In the box “Number of original Bills of Lading” it is stated: “0 – NONE”. The document is stamped “COPY NOT NEGOTIABLE”.”
The Onego Liner Terms & Conditions are applicable and according to Clause 2 (Clause Paramount and Jurisdiction) The Hague Rules (…) as enacted in the country of shipment shall apply to this Bill of Lading. In trades where The Hague-Visby Rules apply compulsorily, the provisions of the respective legislation shall apply to the Bill of Lading. Furthermore, the contract evidenced by the Bill of Lading shall be governed and construed by Dutch law, and the court in Rotterdam shall have exclusive jurisdiction over any dispute arising under the Bill of Lading. On 30 March 2016 the carriage by sea on board of the “Pietro Benedetti” started and on 21 April 2016 the transformer was discharged in Houston. During discharge or shortly thereafter damage to the transformer was noted and the plaintiffs started a recovery action in the Rotterdam court.

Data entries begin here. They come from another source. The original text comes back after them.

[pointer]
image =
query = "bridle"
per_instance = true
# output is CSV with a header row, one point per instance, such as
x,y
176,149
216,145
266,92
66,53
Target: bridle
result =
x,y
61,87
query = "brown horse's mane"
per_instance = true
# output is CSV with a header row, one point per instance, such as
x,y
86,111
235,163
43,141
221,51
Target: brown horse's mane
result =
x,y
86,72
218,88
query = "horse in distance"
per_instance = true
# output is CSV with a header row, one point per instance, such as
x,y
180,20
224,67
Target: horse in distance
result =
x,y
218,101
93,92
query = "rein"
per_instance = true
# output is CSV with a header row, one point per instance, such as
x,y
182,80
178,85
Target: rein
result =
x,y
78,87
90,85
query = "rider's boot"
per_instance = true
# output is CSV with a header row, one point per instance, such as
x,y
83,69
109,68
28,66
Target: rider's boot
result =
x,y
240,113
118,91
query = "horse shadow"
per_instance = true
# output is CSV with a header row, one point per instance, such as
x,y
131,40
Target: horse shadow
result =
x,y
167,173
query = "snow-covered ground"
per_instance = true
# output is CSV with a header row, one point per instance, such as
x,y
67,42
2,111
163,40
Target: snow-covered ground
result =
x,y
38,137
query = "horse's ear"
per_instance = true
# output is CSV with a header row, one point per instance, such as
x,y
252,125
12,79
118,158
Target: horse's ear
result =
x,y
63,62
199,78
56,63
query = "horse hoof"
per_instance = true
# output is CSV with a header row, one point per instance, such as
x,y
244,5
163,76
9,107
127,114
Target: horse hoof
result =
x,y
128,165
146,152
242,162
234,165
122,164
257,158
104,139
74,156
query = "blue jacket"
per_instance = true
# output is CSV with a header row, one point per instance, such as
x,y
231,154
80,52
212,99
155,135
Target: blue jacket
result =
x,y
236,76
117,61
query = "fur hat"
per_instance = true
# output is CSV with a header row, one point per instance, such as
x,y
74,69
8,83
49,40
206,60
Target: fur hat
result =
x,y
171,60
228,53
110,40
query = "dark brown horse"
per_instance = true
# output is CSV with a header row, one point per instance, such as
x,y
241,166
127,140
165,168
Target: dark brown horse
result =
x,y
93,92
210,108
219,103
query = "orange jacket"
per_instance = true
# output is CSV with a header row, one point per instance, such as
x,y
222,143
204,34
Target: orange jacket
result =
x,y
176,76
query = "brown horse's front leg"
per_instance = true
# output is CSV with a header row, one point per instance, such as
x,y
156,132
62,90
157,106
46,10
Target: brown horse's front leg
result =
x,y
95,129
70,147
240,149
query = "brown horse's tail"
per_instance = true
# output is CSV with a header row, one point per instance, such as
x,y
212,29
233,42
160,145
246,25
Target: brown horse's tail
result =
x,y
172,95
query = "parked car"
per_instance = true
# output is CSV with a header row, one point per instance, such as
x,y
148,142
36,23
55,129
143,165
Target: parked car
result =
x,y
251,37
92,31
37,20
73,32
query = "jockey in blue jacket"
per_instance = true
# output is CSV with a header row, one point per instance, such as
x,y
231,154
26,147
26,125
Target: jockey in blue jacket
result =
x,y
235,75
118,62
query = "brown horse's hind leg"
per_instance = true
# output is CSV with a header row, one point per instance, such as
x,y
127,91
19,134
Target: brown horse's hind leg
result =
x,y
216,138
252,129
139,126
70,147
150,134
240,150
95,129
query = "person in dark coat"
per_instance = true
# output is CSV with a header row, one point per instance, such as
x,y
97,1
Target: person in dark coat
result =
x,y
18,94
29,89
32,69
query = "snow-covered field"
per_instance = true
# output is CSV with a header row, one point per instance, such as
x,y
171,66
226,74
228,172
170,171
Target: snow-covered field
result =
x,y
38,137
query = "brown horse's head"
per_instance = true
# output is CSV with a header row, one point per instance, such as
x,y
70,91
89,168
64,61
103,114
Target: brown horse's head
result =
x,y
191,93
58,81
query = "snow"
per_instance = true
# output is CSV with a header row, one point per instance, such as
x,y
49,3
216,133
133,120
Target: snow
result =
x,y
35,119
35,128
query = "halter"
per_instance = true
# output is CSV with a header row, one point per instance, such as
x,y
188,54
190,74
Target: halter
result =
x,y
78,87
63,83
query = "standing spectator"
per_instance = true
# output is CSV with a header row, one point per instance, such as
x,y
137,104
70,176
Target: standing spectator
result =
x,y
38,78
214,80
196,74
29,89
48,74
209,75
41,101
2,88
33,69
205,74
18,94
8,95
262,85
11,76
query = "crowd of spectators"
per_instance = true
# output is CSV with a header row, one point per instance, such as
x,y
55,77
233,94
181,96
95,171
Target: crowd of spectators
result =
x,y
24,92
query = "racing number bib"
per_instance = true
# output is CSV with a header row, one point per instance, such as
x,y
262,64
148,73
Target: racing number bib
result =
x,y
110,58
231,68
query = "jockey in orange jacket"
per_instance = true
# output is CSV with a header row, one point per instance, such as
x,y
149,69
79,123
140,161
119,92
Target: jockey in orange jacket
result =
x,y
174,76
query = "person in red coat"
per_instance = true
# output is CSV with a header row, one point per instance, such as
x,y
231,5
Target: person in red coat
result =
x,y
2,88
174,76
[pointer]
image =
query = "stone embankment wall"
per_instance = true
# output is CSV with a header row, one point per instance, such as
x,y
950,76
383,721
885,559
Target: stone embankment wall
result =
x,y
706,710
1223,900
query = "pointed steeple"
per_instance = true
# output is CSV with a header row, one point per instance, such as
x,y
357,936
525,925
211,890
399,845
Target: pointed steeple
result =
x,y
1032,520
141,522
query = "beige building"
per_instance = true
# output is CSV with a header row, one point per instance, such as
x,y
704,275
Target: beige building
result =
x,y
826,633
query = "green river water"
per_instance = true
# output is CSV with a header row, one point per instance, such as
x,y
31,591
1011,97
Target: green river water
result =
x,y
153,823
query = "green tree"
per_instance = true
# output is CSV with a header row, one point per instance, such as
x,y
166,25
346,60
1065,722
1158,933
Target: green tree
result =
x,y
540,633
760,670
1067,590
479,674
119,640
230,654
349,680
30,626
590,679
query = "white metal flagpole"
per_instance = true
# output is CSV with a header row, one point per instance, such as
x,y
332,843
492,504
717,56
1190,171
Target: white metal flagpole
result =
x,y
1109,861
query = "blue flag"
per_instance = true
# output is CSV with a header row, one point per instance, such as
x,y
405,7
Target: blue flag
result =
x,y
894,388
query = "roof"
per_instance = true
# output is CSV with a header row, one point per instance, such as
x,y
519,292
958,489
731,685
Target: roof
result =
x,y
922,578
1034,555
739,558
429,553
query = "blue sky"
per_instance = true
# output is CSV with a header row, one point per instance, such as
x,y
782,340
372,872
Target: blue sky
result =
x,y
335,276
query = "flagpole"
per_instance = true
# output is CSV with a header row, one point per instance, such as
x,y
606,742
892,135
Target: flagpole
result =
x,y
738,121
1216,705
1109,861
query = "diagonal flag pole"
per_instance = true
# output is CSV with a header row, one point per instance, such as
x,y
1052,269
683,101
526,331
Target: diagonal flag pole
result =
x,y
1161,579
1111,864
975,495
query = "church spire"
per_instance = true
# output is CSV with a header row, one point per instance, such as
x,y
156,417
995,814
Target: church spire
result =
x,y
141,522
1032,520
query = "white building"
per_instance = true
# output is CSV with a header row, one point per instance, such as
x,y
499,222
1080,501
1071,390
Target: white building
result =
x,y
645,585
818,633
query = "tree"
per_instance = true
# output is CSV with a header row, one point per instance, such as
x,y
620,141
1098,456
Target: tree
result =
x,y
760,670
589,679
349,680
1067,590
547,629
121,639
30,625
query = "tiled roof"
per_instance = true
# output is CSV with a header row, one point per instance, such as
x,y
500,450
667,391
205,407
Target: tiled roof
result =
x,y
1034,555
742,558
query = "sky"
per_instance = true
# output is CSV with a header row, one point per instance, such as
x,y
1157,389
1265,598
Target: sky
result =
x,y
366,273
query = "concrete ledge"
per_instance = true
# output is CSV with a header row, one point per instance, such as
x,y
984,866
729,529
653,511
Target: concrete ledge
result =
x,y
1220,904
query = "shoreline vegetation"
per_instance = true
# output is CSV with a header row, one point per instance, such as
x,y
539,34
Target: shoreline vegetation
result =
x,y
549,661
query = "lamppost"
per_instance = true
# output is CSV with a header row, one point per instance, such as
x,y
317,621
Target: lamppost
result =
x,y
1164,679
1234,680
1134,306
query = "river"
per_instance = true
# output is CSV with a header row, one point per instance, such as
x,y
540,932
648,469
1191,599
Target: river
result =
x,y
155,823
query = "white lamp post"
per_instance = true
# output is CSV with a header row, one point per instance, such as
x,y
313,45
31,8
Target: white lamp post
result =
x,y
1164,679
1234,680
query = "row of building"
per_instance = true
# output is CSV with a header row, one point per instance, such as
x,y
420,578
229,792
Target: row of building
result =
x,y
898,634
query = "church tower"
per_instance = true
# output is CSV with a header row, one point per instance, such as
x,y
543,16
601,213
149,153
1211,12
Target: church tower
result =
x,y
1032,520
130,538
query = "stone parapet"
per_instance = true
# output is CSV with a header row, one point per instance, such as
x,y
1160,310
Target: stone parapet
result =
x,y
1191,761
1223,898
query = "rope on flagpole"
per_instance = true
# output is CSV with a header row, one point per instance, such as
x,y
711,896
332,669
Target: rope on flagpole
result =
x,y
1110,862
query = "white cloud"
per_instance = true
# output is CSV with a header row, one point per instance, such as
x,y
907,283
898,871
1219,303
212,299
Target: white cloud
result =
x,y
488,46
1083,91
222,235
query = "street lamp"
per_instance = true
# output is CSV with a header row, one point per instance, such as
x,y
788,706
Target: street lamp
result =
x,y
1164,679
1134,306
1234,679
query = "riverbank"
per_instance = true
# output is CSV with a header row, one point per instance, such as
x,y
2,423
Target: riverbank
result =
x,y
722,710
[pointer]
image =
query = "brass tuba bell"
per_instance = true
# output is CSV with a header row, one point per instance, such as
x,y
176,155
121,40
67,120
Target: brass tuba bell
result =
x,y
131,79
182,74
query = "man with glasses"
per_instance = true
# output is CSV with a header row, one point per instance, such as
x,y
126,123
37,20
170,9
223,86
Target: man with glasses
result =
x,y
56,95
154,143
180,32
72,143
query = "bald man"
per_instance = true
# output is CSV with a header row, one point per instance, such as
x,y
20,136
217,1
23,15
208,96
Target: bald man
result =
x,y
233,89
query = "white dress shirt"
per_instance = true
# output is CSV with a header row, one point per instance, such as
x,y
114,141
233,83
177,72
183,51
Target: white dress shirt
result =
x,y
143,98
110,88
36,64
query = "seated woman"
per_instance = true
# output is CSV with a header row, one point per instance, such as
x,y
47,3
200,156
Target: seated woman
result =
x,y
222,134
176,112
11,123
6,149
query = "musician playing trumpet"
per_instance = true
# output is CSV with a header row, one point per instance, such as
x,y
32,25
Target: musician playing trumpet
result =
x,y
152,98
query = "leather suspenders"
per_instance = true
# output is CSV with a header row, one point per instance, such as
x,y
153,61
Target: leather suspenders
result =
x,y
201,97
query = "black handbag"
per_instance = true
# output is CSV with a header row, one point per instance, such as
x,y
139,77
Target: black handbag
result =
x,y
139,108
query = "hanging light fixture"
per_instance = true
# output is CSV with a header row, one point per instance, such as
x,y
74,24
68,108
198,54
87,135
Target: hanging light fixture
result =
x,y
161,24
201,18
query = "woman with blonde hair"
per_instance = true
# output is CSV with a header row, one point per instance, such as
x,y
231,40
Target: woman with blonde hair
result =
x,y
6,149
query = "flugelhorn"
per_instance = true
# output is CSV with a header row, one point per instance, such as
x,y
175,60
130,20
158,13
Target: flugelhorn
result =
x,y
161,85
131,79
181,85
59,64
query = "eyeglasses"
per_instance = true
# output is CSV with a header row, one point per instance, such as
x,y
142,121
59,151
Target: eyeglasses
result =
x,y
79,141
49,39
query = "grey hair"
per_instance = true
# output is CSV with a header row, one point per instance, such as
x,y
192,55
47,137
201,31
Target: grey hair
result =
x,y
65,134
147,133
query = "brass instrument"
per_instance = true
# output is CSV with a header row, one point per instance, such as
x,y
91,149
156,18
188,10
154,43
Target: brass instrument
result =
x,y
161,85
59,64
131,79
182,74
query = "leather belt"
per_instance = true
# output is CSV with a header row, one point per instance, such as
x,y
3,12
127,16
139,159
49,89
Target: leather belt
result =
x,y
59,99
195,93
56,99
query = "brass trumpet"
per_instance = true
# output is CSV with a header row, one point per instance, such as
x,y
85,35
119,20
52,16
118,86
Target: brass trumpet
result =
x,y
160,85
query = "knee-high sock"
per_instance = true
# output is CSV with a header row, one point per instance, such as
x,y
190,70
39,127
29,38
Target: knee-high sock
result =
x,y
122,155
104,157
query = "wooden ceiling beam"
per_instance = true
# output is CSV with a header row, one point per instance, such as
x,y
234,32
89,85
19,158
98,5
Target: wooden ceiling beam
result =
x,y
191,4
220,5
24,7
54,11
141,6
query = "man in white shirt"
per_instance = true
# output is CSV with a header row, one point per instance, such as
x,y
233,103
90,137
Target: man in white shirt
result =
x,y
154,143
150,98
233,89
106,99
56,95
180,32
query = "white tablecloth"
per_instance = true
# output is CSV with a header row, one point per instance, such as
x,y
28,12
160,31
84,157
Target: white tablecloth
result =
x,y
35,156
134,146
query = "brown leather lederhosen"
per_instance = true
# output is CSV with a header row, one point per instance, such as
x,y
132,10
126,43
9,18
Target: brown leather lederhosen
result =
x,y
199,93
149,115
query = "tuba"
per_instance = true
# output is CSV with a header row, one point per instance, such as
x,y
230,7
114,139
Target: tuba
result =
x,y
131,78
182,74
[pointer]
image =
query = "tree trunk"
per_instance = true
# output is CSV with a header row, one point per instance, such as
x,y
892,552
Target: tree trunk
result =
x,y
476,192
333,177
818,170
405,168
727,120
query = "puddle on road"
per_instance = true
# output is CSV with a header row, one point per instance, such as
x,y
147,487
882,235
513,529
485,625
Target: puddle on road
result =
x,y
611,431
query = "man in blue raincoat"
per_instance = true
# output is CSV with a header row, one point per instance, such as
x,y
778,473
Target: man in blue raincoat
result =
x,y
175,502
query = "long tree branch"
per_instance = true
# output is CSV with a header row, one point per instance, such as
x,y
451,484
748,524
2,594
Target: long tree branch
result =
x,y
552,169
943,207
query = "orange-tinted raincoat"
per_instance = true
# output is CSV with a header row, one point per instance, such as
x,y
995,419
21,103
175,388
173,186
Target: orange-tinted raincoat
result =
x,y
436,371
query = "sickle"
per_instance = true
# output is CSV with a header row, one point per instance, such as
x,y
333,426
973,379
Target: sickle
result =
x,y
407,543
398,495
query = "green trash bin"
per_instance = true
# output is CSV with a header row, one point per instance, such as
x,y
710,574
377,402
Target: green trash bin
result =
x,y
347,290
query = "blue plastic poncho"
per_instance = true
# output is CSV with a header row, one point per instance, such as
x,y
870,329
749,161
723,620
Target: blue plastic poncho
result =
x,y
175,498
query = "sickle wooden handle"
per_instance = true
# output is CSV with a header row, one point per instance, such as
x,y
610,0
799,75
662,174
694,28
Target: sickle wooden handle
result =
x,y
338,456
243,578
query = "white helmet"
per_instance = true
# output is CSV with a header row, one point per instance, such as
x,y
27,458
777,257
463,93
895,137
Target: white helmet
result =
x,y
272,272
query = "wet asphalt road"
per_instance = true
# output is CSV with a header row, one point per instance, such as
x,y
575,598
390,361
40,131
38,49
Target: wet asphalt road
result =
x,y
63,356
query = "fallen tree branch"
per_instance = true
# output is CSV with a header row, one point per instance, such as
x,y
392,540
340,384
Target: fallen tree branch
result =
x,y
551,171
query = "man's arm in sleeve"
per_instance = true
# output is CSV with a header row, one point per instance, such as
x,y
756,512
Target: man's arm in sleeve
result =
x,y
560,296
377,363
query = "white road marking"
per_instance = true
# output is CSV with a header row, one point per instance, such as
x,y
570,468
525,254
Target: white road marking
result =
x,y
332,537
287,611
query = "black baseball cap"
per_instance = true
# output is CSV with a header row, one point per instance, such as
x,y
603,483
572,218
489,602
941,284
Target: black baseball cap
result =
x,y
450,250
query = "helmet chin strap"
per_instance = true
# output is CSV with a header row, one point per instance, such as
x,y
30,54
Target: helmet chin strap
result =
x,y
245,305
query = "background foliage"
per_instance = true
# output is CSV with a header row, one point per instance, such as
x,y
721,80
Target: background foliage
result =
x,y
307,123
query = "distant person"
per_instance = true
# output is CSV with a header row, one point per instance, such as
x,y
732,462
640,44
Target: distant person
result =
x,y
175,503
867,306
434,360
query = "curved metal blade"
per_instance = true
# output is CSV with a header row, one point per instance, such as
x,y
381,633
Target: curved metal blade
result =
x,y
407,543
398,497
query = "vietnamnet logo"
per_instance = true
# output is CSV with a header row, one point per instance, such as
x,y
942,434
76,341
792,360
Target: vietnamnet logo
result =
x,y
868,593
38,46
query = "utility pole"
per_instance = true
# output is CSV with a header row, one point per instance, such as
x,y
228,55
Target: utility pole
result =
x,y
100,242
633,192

The Hague-Visby Rules comply compulsorily to this transport document that is neither a Bill of Lading nor a Seaway Bill, but given the circumstances of the case the document qualifies as a “similar document of title” as provided for in Article 1(b) HVR. The transport document issued is headed “Liner Bill of Lading”. The conditions of carriage indicate the document is a bill of lading and aim to apply either the Hague Rules or HVR. However, the document had not been issued in original, under the cargo particulars in the document the words “This is a non-negotiable express Bill of Lading” are inserted and the document is stamped “copy not negotiable”. Upon the carrying vessels arrival in Houston the document has not been presented in order to obtain delivery of the cargo. According to its contents, the document issued is not a negotiable instrument and is not intended to be used as such. The transport document therefore is not a “document of title” as meant in the English translation of the HVR but this does not preclude the applicability of the HVR. The authentic French text of the HVR does not support the requirement, sometimes distilled from the English translation, that the transport document should be a “document of title” in the sense that it can be used to transfer ownership of the goods carried. Article 6 HVR offers support for the assumption that no such requirement was intended. The transport document in this case cannot be considered to be a Bill of Lading in the strict sense, but should be considered as a document that was promised to be a Bill of Lading, but from which the carrier has withheld its proper functionality because of the manner in which it was completed and issued. For this reason the transport document falls within the definition of a “similar document” or in the French authentic text: “document similaire formant titre pour le transport des marchandises par mer” of article 1 under c HVR. For these reasons the HVR apply compulsorily.
The result is similar to the outcome in English case law “Rafaela S” – House of Lords 16 February 2005,  UKHL 11 and Kyokuyo/Maersk Line (High Court 29 March 2017,  EWHC 654 (Comm)).